Data suggest the overuse of repeat colonoscopies, especially in patients at low risk for colorectal cancer. Our objective was to evaluate the time to repeat colonoscopies in low-risk patients aged 50-79 years old and the associated patient- and endoscopist-related factors.

METHODS:

All patients aged 50-79 years of age who underwent a complete outpatient colonoscopy with a negative result between 2000 and 2007 were identified from the Ontario Health Insurance Plan database.
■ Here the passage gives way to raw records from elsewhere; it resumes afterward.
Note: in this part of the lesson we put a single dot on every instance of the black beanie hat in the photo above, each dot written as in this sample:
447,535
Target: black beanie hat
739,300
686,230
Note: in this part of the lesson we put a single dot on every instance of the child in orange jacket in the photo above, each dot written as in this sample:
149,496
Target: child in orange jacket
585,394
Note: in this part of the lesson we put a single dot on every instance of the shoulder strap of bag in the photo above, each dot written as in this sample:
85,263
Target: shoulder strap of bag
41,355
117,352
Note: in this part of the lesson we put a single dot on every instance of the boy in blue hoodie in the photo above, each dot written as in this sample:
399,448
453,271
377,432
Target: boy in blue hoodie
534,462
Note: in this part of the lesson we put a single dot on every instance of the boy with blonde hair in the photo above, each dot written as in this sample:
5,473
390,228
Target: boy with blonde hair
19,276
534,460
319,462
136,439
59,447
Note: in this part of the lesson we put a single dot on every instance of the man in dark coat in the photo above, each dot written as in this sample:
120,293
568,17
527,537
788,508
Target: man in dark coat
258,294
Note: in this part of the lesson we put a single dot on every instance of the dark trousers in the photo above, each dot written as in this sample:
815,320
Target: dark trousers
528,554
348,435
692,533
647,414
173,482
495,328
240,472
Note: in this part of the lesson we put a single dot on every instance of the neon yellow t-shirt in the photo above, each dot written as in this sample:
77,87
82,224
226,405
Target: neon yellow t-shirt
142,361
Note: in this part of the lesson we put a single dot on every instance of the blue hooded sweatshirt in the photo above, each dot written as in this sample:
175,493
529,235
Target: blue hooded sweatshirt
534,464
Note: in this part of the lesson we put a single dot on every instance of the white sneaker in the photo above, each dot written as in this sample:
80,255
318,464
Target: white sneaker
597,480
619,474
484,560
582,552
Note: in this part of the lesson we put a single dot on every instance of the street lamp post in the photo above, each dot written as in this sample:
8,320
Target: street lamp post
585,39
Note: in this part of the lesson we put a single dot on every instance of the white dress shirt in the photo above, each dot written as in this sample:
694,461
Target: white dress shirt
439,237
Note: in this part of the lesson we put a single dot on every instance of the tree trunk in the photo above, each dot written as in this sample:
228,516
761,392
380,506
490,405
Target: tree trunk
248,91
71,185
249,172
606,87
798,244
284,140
A colonoscopy performed within 5.5 years of follow-up after the index colonoscopy was considered an early repeat colonoscopy. Patient, endoscopist and endoscopy setting characteristics were recorded and their association with an early repeat colonoscopy was determined using an extended Cox proportional hazards regression model.

RESULTS:

The cohort consisted of 546 467 patients: 55.4% of the patients were female with a mean age of 61.1 years (95% confidence interval [CI] 61.1-61.2). The cumulative percentage of early repeat colonoscopy after 5.5 years was 33.7%. The rate decreased significantly between 2000 and 2007 (hazard ratio [HR] 0.35, 95% CI 0.34-0.36). General surgeons were associated with a higher risk of early repeat colonoscopy than gastroenterologists (HR 1.27, 95% CI 1.25-1.28). Endoscopists practising in a nonhospital setting were more likely to perform an early repeat colonoscopy (HR 1.26, 95% CI 1.22-1.30) than endoscopists at a hospital.

INTERPRETATION:

This study showed that there was overuse of early repeat colonoscopy in more than 30% of patients who were at low risk for colorectal cancer. The risk decreased significantly between 2000 and 2007 but was still greater than 20% in 2007. Our findings can be used to develop targeted educational interventions among subgroups of endoscopists with a higher rate of early repeat colonoscopy.